Broker tips: Wood Group, IWG
Wood Group is "on the right track" with its turnaround, according to Berenberg but the broker still cut its target price for shares of the energy and materials engineering and consulting business following the group's recent results.
The broker has reduced its target for the shares from 180p to 150p and kept a 'hold' rating on the stock after the company's 2023 results last month. The figures were broadly in line with forecasts, but free cash flow (FCF) is now expected to stay negative for 2024, while net debt was slightly higher than guidance.
"While we recognise that Wood is implementing a turnaround, we would like to see several quarters of improved delivery and better cash generation before we become more confident in the outlook," Berenberg said. "With moderate expected revenue growth and positive cash generation delayed by another year, we continue to see opportunities elsewhere across our coverage."
While the German bank acknowledged that the valuation isn't expensive, it predicts only a "limited likelihood of a re-rating" until the wider market becomes confident of Wood Group's FCF generation.
RBC Capital Markets has said it sees a buying opportunity at IWG after a recent underperformance in the shares, keeping the workspace solutions group at 'outperform'.
The broker said it still sees upside from the current level of 186.8p (as of last Friday's close) and kept a 215p target price for the stock, saying that the risk-reward balance was "in favour, especially given the recent pullback from 200p".
"We upgraded the stock at the start of the year and the rationale still holds: IWG has started hitting expectations, and we believe consensus forecasts look achievable, even in the current macro environment," RBC said in a research note.

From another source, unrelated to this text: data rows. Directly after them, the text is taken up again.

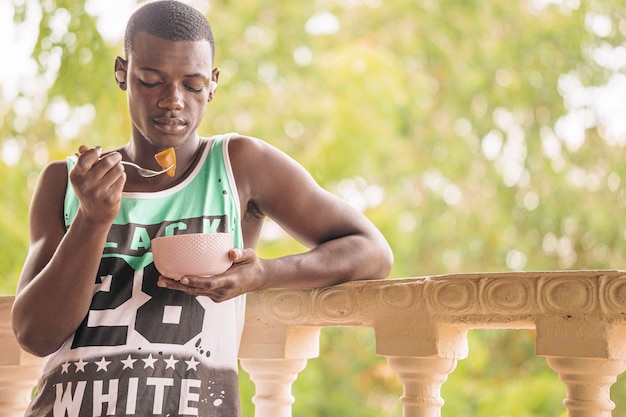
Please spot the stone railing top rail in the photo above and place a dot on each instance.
(430, 315)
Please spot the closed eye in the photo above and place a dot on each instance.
(194, 89)
(149, 85)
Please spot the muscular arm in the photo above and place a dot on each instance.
(344, 245)
(56, 285)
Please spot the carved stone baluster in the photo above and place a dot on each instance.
(273, 354)
(18, 370)
(422, 379)
(273, 379)
(588, 382)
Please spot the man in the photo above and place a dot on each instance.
(121, 339)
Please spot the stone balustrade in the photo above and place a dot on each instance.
(421, 327)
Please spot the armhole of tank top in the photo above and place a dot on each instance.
(69, 195)
(229, 172)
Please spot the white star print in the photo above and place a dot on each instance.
(128, 362)
(80, 365)
(171, 362)
(149, 362)
(192, 363)
(103, 365)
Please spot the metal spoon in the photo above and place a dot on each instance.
(144, 172)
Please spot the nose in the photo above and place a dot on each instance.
(172, 99)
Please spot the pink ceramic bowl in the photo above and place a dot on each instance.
(199, 254)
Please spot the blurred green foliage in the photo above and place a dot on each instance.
(478, 135)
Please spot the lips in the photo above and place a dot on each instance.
(169, 124)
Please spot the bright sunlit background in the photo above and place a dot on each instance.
(478, 136)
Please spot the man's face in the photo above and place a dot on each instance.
(168, 88)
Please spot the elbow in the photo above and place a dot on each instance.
(33, 339)
(34, 344)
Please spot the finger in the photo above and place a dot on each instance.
(235, 255)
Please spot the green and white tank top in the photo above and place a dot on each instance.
(145, 350)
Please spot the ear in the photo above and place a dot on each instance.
(120, 72)
(215, 75)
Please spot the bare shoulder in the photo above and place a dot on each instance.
(48, 198)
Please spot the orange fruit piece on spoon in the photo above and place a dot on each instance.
(166, 159)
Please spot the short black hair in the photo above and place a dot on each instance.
(170, 20)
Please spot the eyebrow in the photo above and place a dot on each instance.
(158, 71)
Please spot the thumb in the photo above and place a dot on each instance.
(236, 255)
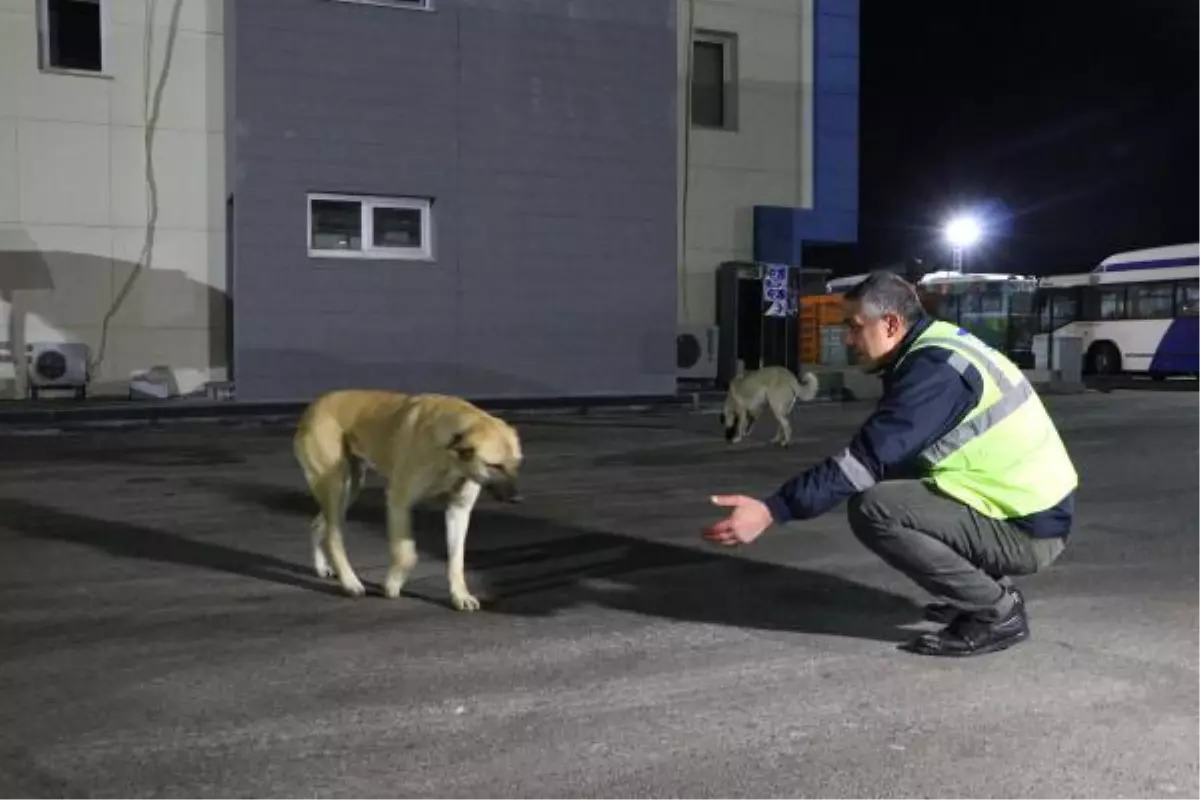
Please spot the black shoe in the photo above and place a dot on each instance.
(969, 635)
(945, 613)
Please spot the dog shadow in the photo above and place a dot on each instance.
(125, 540)
(522, 565)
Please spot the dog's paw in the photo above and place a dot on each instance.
(393, 585)
(465, 602)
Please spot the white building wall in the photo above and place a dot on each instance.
(767, 160)
(76, 202)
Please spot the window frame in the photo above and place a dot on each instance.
(43, 43)
(369, 251)
(729, 43)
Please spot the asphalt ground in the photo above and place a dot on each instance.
(162, 633)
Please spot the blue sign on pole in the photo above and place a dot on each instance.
(774, 290)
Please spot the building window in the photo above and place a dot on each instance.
(714, 80)
(415, 5)
(345, 226)
(72, 35)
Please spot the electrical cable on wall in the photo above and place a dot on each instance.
(151, 110)
(687, 158)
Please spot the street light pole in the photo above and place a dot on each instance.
(961, 232)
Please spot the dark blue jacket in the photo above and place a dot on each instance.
(923, 400)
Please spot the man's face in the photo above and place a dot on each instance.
(873, 338)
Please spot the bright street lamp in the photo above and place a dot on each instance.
(963, 232)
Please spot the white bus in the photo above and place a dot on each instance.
(1137, 312)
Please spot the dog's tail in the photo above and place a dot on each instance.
(807, 388)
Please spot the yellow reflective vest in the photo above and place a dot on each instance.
(1005, 458)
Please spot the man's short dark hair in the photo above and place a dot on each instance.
(882, 293)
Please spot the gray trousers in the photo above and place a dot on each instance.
(946, 547)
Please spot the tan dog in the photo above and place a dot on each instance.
(425, 447)
(773, 386)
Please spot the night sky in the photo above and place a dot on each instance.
(1073, 126)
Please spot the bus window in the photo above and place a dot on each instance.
(1113, 304)
(1187, 299)
(1059, 308)
(1151, 301)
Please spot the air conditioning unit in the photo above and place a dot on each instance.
(58, 366)
(696, 352)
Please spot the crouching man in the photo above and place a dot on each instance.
(958, 480)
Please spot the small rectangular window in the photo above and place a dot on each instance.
(714, 80)
(72, 35)
(1113, 304)
(1187, 299)
(1151, 301)
(345, 226)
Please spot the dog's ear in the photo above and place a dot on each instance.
(460, 447)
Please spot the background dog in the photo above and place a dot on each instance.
(425, 447)
(773, 386)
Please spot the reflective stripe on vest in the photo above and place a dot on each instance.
(1013, 394)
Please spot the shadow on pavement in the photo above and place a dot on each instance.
(125, 540)
(527, 566)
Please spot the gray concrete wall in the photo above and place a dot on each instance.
(546, 132)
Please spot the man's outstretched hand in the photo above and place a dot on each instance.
(747, 522)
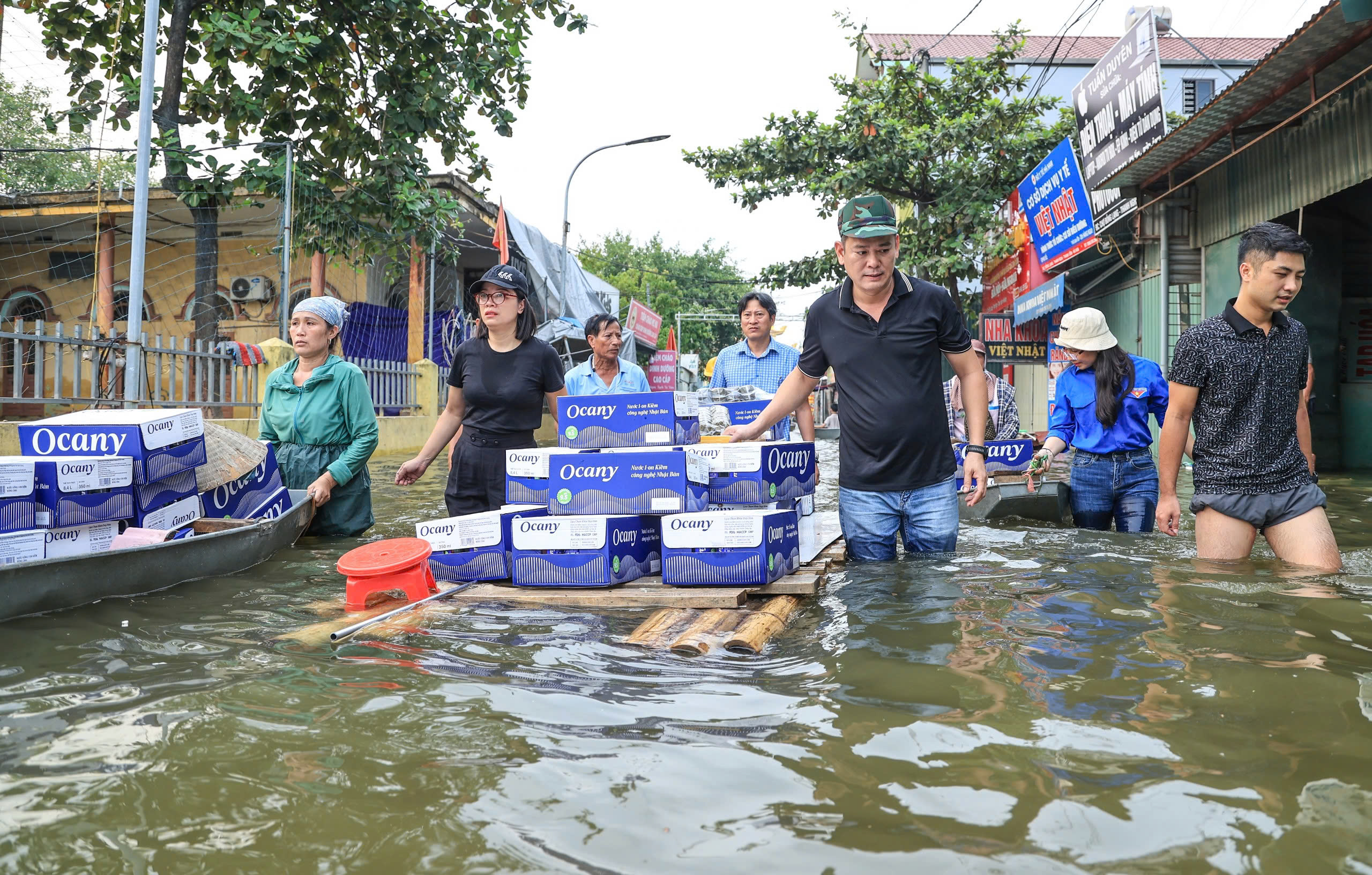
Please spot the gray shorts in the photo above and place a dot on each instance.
(1263, 510)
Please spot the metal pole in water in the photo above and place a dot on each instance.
(133, 333)
(359, 627)
(283, 296)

"There is genuine evidence that the business is moving to a capital-light model - this should have implications for growth over the next few years as the 1k+ locations signed over the last two years ramp up and perhaps more importantly for cashflow, as it coincides with high depreciation from the 2016-19 expansion phase. Unlike peers, services are also now a meaningful chunk of the business."
The broker said there was a "clear opportunity" for IWG to establish itself as the largest independent global marketplace for flexible working, and it could "monetise part of all of the business over time".